Because some network traffic monitoring tools may introduce a security risk, we recommend that you use these tools only in a laboratory environment and not in a production environment.

  1. Add the Windows network monitoring tools. This is available in the Management and Monitoring tools section of Windows optional components.
  2. To open Network Monitor after installation, click Start, point to Administrative Tools, and click Network Monitor. If a message appears reminding you to select a network, close it.
  3. In the Select a Network dialog box, expand Local Computer. If internal clients are located in the Forefront TMG default Internal network, select Internal to trace signatures used by these clients. This allows you to use traced signatures to block client access to specific Internet services.
  4. Network Monitor will capture all of the packets from the Internal network. You can filter the results after the capture, or you can create a filter before you start the capture. To create a filter before starting, from the menu, click Capture and select Filter (or press F8). In the Capture Filter dialog box, select the entry INCLUDE *ANY < - > *ANY and then click Edit.
  5. Click Edit Address, and under Add, click Address. In the Address Expression dialog box, click Edit Addresses.
  6. In the Address Database dialog box, click Add to open the Address Information dialog box.
  7. In the Address Information dialog box, specify the name of the client computer. Provide the IP address of the client computer in Address, and from the Type list, select IP. Then select OK, and click Close to close the Address Database dialog box.
  8. In Address Expression, verify that the Include option is selected. In the Station 2 column, select the client that you just created. Leave Direction as default (both directions), choose the destination in the Station 1 column to be the Forefront TMG computer, and then click OK.
  9. Click OK to close the Capture Filter dialog box.
  10. If there is a large amount of traffic between those two computers, you may need to increase the capture buffer. From the menu, click Capture and select Buffer Settings. In the Capture Buffer Settings dialog box, increase the Buffer Size. Click OK.

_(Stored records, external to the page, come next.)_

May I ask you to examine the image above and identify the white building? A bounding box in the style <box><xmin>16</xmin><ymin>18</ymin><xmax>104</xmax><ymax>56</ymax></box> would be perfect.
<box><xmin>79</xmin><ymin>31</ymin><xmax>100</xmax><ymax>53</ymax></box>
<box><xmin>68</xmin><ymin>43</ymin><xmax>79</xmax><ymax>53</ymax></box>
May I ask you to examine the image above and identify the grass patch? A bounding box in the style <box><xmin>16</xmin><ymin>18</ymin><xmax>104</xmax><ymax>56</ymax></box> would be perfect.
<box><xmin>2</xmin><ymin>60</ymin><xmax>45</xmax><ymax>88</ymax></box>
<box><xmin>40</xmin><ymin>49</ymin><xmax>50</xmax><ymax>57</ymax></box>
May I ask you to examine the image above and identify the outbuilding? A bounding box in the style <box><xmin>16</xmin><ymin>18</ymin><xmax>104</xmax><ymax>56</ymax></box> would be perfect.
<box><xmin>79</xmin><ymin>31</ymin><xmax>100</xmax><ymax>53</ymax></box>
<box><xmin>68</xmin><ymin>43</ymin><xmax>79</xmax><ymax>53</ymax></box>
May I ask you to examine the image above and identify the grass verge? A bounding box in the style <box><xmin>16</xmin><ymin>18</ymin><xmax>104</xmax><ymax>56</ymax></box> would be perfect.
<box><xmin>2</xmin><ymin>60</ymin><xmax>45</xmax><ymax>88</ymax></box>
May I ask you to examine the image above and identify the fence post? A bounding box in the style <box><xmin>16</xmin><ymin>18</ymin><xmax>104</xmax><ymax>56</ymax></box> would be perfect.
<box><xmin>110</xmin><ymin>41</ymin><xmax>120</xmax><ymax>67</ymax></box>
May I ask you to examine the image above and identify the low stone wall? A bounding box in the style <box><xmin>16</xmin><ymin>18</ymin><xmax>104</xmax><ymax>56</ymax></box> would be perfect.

  11. On the client, close all of the applications except for the one for which you want to capture a signature.
  12. From the Network Monitor menu, click Capture and select Start (or press F10).
  13. On the client computer, start the application. For example, sign in to Windows Liveā„¢ Messenger or AOL Instant Messenger.
  14. From the Network Monitor menu, click Capture and select Stop and View (or press SHIFT+F11). Inspect the packets that were captured. Typically, the fourth packet (after the handshake packets SYN, SYNACK, and ACK) will be an HTTP request packet from the client computer, which will contain the information you are looking for, although you may have to look in later packets.
  15. Double-click the packet to view its details. Look for a unique signature related to the application you want to block. If the packet has been parsed properly by Network Monitor, you can view and click all of the headers separately in the details pane (the center pane) and see the full signature in the Hex pane (the bottom pane). Otherwise, you may have to search for the signature in the Hex pane.